I noticed the the peg boards have more holes showing too! I was in there 45 days ago and started to see the difference. Kind of a bummer A! 
Have you been to the Cabelas in Wheeling? I went during the expo this past Spring. Let me know if youve been....I was surprised to say the least!

I like our Ganders though, do you? I like to shop at Hilliard more than on the East side b/c I think they are better organized and have more selection. Ill take Gander over Dicks all day long! Im anxious for the Cabelas in Dundee to get ready to unload all its fishing tackle for the upcoming hunting season. Hell if a group wanted to pick a weekend and go Im in!


----------



## Rod&Reel (Jun 4, 2005)

I kinda like Dick's more (don't get me wrong, I like Gander also). I find them to be cheaper (cheaper than Wal-Mart on Roostertails) for one and they are the only one I can find certion lures at. Mainly because of what you two are talking about. I have notice the shelf to be kinda bear.


----------



## Erie Addict (Apr 12, 2004)

I fish quite frequently at Erie and St. Clair so i go to the dundee store all the time. I have always been a "large" supporter of Cabelas. My office is off of Roberts rd. so the hilliard store is convieneint. We are heading to the classic this weekend so we are planning on stopping bythe wheeling cabelas on the way home


----------



## Chuck78 (Dec 25, 2004)

I saw the same thing. I asked about that and they told me that the Dayton store was having trouble getting stock so they had to send alot of theirs over there. Atleast that is what the fishing department guy told me.


----------



## Tommybouy (Jun 5, 2005)

I went to the wheeling cabelas this past spring for the spring expo. I never thought I would say this but I regretted going. I drove from Columbus hoping to take advantage of the spring sales that are typically very good. Dundees sales were over so Wheeling was the only option. I was very disappointed. I blew through the tackle section in 15 minutes. Poor selection of trolling rods & reels. A lot of rods and reels were still tye-wrapped together in 2 pieces. They only had a few XML-Ti, St. Croix and Loomis rods. They had so little tackle I didnt think they had everything displayed. So, I even asked the GM when the fishing tackle will be displayed for the sale and he told me it was. I cant believe it happend, Im not proud of it. But the truth is I drove 2 hours, I was only in the store 45 miuntes (I shouldve left sooner but I made myself stay since I made the trip) and I left w/o buying anything! ITS TRUE!
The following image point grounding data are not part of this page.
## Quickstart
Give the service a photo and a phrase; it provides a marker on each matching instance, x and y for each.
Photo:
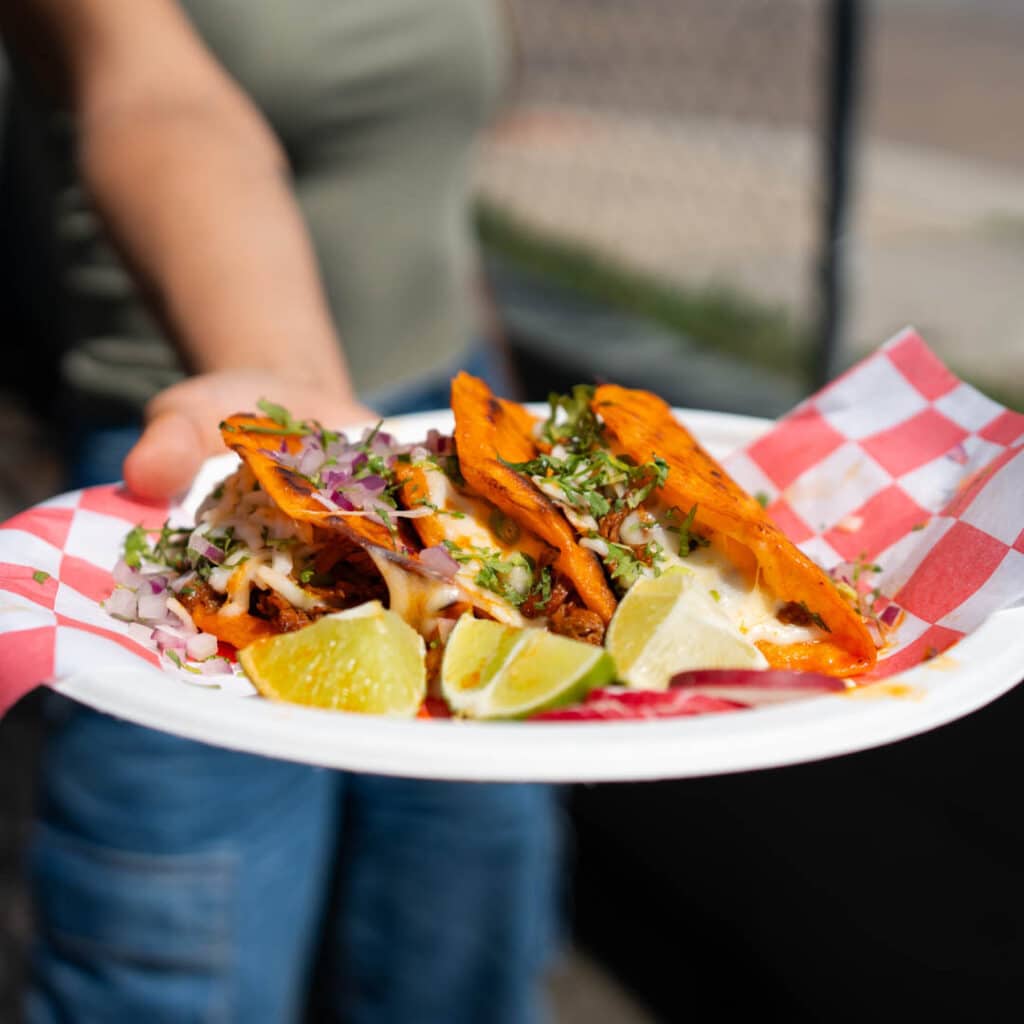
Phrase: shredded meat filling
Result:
(577, 623)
2/3 of Wheeling was hunting equip, shoes, and columbia clothing etc. The manager explained that the purpose for Wheeling is to be a general store not specialty, favoring the hunter. I figured there would be a lot of hunting equipment b/c its in WV. But being cabelas I was counting on a broad selection of rods and other tackle, and it wasnt the case. I wanted to share in case you were making a special trip for certain tackle...You may want to call ahead first. Otherwise, Dundee is the place for me!

The Classic sounds awesome! Have fun!


----------



## littleking (Jun 25, 2005)

i had the same experience as you this past monday in dundee


----------



## bones (Dec 31, 2004)

stopped in there yesterday couldn't find anything i was looking for


----------



## Iron_Chef_CD (Jul 16, 2005)

Went to gander today to pick up a few things and noticed the same thing. Asked this fella that's been helping me everytime I go in there, real nice guy, and he said they are down sizing their fishing stuff. Asked him if it was seasonal or for good and he said it was for good  Told him that was crazy gander has one of the largest selections around, though some of it is to expensive IMO. He said he told the management the same thing but they're still getting rid of some of it, like thier musky stuff. Hope this isn't true...


----------



## Rod&Reel (Jun 4, 2005)

Maybe they will have a big sale or something then.


----------



## Super Snagger (Feb 21, 2005)

they are not going to have a sale, they packed it up and shipped it back!! too bad, looks like buckeye outdoors will be getting more business!! Doug


----------



## the dunkle (Jul 11, 2005)

Rod&Reel said:


> I kinda like Dick's more


 ???????    I liked it better when it was galyans but


----------



## Rod&Reel (Jun 4, 2005)

Rod&Reel said:


> I kinda like Dick's more





the dunkle said:


> ???????    I liked it better when it was galyans but


lol now that I see that, it doesn't sound right lol. I liked it when it was Galyans also, but they closed up shop.


----------



## the dunkle (Jul 11, 2005)

I think dicks bought galyans or they r both the same company or something because I had a gift certificate to galayns and dicks accepted it. Plus there is nothing diffrent in the store except for the sign out front. Everything is in the same exact spot and they sell the same exact stuff


----------



## BottomBouncer (Jan 20, 2005)

Stupid ideas like this is why I stopped working at Gander a LONG time ago....they couldn't get the idea that this ISN'T Wisconsin, Minnesota and Michigan........the items people use down here are different i.e. more cat, bass, crappie, etc.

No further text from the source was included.